It was the ITSPA Summer Forum at the end of June and our CEO Rob Pickering joined Trefor Davies, Netaxis, Jeff Pulver, MoNage and Paul Walsh, CEO, MetaCert, on a panel to discuss how ITSPs can evolve their businesses.
As innovations are moving so fast, ITSPs need to look well ahead to begin carving out differentiated services. It was little surprise then, that the discussion focused on how AI, chatbots and machine learning will significantly transform the way we communicate in the coming years. Jeff Pulver for one believes we’re at the beginning of a major communications revolution, “from the perspectives of people to people, people to machine, machine to people, and machine to machine communications.”
The interesting part here is that we’re more often talking with machines. We’re certainly becoming used to this in the consumer realm with Siri or Alexa, where people can interact verbally with machines. In a business context, contact centres are starting to use chatbots to deal with the most common queries and complaints and make suggestions according to what’s in their database, freeing up agents to tackle more complex enquiries. Some councils too are already using a form of AI as a virtual agent that can deal with front line requests from residents and businesses. As time goes by, robots like this will learn from their interactions to continually improve the service they provide.

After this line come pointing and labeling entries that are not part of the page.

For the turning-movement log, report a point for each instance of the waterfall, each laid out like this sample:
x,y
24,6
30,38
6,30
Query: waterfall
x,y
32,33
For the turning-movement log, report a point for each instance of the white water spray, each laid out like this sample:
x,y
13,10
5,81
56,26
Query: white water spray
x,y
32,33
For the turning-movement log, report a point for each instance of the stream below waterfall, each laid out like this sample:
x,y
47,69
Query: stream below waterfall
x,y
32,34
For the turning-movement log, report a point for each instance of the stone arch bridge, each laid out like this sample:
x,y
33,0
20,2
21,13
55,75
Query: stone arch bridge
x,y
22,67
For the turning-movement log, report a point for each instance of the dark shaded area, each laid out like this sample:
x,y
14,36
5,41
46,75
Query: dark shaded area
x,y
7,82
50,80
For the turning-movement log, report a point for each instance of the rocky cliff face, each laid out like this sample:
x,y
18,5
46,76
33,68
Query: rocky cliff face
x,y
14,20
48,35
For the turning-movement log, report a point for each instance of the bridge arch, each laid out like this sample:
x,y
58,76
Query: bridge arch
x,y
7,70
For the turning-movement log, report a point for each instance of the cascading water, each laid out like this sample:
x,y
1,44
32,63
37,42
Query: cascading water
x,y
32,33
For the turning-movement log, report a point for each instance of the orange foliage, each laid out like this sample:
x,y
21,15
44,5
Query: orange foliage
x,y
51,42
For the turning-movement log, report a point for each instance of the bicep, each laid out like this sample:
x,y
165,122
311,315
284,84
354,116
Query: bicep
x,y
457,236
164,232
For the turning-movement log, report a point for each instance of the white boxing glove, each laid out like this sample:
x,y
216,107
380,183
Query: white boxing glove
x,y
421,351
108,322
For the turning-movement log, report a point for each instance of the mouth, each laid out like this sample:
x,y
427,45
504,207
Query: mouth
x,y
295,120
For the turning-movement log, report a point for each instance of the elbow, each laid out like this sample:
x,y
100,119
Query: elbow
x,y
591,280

But take this one step further, and the impact could be game changing. What if we combined AI and robots with contextual communications? We’d open the doors to even greater innovation in communications, especially where there are high volumes of customer interactions.
Contextual communications applications mesh together all the information needed to effectively deal with a customer enquiry via any channel they choose (be it via a web video, a chat box, or through a mobile app). This makes customers feel more valued, and have better and more meaningful experiences when they interact with brands. Contextual communications are smart, timely, and personalised and we’re just starting to see the possibilities.
Beyond this comes cognitive interactions where robots understand accents, sentiment and context, giving the ability to handle communications in a more natural, human way. Far from the frustrating automated services we’re used to today, these technologies are beginning to understand different accents and tones and ask questions, and resolve queries quickly and accurately.
The real-time enterprise of the future will be able to communicate with its employees and customers in context — at the right time, with the right people, in the right application. This is the future of enterprise communications. It will ultimately ‘hide’ communication as it becomes integral and inherent within applications; we won’t even think about communication as a distinct, stand-alone, friction-bearing operation. Rather, it’ll simply be something that happens as we move in and out of the collaboration or communication. And for ITSPs, like those at the ITSPA event, this means differentiated propositions that can deliver huge productivity and efficiency gains and a far better and more natural communications experience for their customers.